Piotr había adquirido su grado actual a los veintidós años, luchando contra los cetagandaneses en una violenta guerrilla que había arrasado las Montañas Dendarii, visibles ahora en el horizonte del sur. El grado había sido todo lo que el entonces emperador, Dorca Vorbarra, había podido darle en un principio; en esos momentos desesperados era imposible pensar en cosas más palpables como refuerzos, provisiones o dinero. Veinte años después, Piotr había vuelto a cambiar la historia de Barrayar apoyando a Ezar Vorbarra en la guerra civil que logró derrocar al emperador Yuri el Loco. Sin lugar a dudas, el general Piotr Vorkosigan no era un hombre corriente.

—Es fácil llevarse bien con él —le aseguró Cordelia al doctor Henri—. Sólo tendrá que admirar los caballos y formular algunas preguntas acerca de las guerras. Luego podrá relajarse y pasar el resto del tiempo escuchando.

Henri alzó las cejas y buscó algún rastro de ironía en su rostro. El doctor era un hombre agudo. Cordelia sonrió alegremente.

Entonces notó que Bothari la observaba por el espejo ubicado sobre el panel de control. Otra vez. El sargento parecía nervioso ese día. Lo delataba la posición de sus manos, la rigidez en los músculos de su cuello. Los ojos amarillos de Bothari siempre eran inescrutables; hundidos, demasiado juntos y algo desnivelados sobre sus pómulos prominentes y la larga mandíbula. ¿Ansiedad por la visita del doctor? Era comprensible.

Abajo el terreno era ondulante, pero pronto se tornó más escarpado con los cerros que surcaban la zona del lago. Más allá se alzaban las montañas, y a Cordelia le pareció que alcanzaba a ver un destello de nieve en las cumbres más altas. Bothari elevó la aeronave sobre tres cerros consecutivos y luego volvió a descender atravesando un estrecho valle.

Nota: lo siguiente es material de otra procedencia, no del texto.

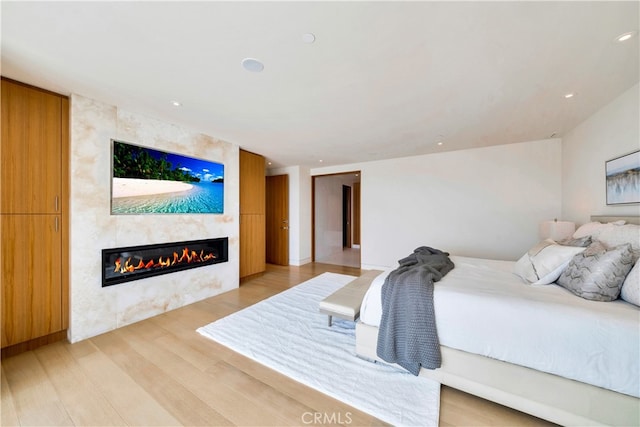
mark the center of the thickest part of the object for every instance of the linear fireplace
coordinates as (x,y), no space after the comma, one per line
(121,265)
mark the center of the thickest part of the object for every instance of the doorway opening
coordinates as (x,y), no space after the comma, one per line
(336,219)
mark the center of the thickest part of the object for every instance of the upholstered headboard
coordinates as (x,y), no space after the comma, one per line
(606,218)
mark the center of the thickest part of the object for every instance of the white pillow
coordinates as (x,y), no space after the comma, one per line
(631,287)
(590,229)
(545,262)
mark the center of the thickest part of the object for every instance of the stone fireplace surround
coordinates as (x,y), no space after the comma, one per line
(95,309)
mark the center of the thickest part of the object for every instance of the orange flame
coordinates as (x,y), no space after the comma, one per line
(188,256)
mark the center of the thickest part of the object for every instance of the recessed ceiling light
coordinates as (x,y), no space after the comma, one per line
(253,65)
(626,36)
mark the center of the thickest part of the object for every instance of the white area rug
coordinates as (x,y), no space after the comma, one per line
(288,334)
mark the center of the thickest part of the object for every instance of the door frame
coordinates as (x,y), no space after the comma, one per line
(313,205)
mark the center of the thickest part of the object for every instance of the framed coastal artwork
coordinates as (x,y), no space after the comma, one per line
(149,181)
(623,179)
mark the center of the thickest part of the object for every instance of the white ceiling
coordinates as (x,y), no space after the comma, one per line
(382,80)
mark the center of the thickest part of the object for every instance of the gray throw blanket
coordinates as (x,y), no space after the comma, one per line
(408,334)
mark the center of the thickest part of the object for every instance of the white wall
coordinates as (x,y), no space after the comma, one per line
(486,202)
(299,212)
(95,309)
(611,132)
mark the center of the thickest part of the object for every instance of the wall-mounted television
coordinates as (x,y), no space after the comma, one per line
(149,181)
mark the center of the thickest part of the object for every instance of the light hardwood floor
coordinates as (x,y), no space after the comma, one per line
(161,372)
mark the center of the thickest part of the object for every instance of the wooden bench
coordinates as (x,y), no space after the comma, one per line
(345,302)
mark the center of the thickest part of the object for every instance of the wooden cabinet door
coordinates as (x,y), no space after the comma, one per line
(277,220)
(252,244)
(252,183)
(31,277)
(30,173)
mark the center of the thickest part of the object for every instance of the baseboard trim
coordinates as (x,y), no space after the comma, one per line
(22,347)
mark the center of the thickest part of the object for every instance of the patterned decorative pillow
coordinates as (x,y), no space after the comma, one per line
(631,286)
(598,274)
(582,242)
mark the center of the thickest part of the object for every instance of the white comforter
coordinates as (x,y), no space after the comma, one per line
(483,308)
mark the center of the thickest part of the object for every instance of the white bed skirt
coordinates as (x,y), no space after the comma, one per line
(547,396)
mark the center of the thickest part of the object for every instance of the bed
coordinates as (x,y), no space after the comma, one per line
(539,349)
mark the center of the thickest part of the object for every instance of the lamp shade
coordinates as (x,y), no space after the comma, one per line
(557,230)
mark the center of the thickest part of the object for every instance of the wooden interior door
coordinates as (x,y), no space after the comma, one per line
(277,219)
(356,213)
(32,304)
(346,216)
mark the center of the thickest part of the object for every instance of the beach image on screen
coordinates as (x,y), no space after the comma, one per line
(148,181)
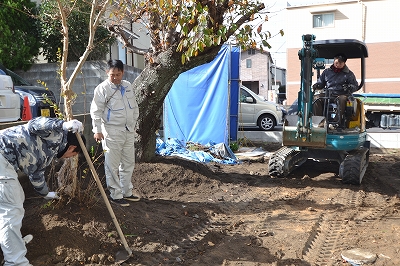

Unos minutos más, un ascenso sobre otro cerro, y el largo lago quedó a la vista. Un inmenso laberinto de fortificaciones consumidas por el fuego formaba una corona negra sobre un promontorio, y debajo de él se cobijaba una aldea. Bothari hizo posar suavemente la aeronave en un círculo pintado sobre la calle más ancha de la aldea.

El doctor Henri cogió su bolso de equipos médicos.

—El examen sólo llevará unos minutos —le aseguró a Cordelia—, luego podremos continuar.

No me lo diga a mi, sino a Bothari
. Cordelia percibía que el doctor se sentía un poco acobardado ante el sargento. Se dirigía a ella como si la considerase una especie de traductora capaz de poner sus palabras en términos comprensibles para Bothari. Sin duda el sargento era una figura temible, pero ignorándolo no lograría que desapareciese mágicamente.

Bothari los condujo hasta una pequeña casa ubicada en una calle estrecha que desembocaba en el lago. Una mujer robusta con cabellos grises abrió la puerta y sonrió.

—Buenos días, sargento. Pasen, todo está preparado. Señora. —Saludó a Cordelia con una desmañada reverencia.

Cordelia le respondió con un movimiento de cabeza y miró alrededor con interés.